Sintetizando os factos essenciais apurados e acima transcritos, com interesse relevante para a decisão a ser aqui proferida, mostra-se que, pelas 01 horas da madrugada do dia 23 de Dezembro de 1998, ao Km. 7.800, na auto-estrada A 5, no sentido Lisboa-Cascais, em consequência de um derrame de óleo existente no pavimento, causado por um veículo pesado de marcadorias, com a matrícula 06-29-LS, que circulava naquele sentido de marcha, o veículo ligeiro de passageiros, com a matrícula 55-...-LQ, que também circulava no mesmo sentido de marcha, tendo o rodado deste pisado sobre aquela "mancha de óleo", acabou por se despistar, vindo a imobilizar-se, na faixa esquerda da mesma artéria, atento aquele sentido de marcha, sendo que, como se disse, esta tinha três sub-faixas.

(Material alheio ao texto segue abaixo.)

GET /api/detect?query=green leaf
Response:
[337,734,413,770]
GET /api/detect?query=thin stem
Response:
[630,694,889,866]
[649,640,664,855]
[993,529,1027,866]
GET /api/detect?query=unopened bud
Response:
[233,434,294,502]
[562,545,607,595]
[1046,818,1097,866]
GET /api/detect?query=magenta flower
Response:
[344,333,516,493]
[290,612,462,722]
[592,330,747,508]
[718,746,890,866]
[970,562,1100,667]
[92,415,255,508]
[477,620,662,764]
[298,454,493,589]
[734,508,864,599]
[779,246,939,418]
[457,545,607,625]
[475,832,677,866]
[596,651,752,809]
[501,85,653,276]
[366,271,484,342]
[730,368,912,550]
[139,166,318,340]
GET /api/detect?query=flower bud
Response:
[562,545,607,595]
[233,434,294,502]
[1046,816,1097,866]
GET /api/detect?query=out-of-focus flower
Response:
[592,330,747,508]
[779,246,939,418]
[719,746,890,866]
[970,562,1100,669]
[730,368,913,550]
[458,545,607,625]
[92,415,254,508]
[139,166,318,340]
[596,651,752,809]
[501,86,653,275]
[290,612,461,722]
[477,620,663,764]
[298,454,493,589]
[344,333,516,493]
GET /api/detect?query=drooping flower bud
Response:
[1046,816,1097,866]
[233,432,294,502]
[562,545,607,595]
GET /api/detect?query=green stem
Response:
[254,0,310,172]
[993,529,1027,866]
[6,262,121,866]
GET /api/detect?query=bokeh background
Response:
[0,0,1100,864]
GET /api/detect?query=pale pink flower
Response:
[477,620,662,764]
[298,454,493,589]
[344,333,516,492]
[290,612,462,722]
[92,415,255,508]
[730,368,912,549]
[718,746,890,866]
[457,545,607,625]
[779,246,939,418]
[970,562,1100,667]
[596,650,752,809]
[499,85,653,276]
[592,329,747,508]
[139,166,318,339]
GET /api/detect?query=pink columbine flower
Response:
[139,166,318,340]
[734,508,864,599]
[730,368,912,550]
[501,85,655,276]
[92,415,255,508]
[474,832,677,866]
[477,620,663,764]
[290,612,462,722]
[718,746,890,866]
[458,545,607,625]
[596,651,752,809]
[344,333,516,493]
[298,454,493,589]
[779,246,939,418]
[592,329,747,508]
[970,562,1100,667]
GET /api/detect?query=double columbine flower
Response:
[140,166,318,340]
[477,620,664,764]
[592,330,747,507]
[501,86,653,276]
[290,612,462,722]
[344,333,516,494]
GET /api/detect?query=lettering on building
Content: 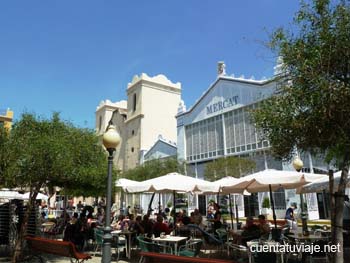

O local/zona onde se encontrava o referido veículo imobilizado (55-...-LQ) era em curva, sendo que, naquele momento e logo após tal acidente, a imobilização dessa viatura estava a ser assinalada pelo condutor do mesmo veículo, Alexandre Pardal Bravo, através da colocação do respectivo sinal - triângulo de pré-sinalização.
Nesse mesmo dia, hora, local e no mesmo sentido de marcha, também circulava o A., aqui apelado, utilizando a faixa esquerda de rodagem, conduzindo o veículo automóvel ligeiro, Porsche, a ele pertencente, matrícula 13-....-LQ, a uma velocidade não, concretanmente, apurada, mas que não era inferior a 100 Km/hora.
Tendo-se deparado com o citado veículo imobilizado, o apelante viu-se forçado a desviar-se dessa faixa de rodagem, guinando para a sua direita, isto é, para a faixa do meio/central.
Todavia, não tendo conseguido controlar o veículo, acabou por se despistar, embatendo com a viatura contra os separadores que existiam na parte central da auto-estrada.
São, pois, estes os factos essenciais e dados como assentes, que agora interessa interpretar, visando o apuramento da responsabilidade da Ré seguradora, aqui apelante, no caso desta existir, à qual também foi imputada essa responsabilidade (por força do respectivo contrato de seguro), visto que, como já acima se disse, a Ré BRISA foi absolvida do pedido.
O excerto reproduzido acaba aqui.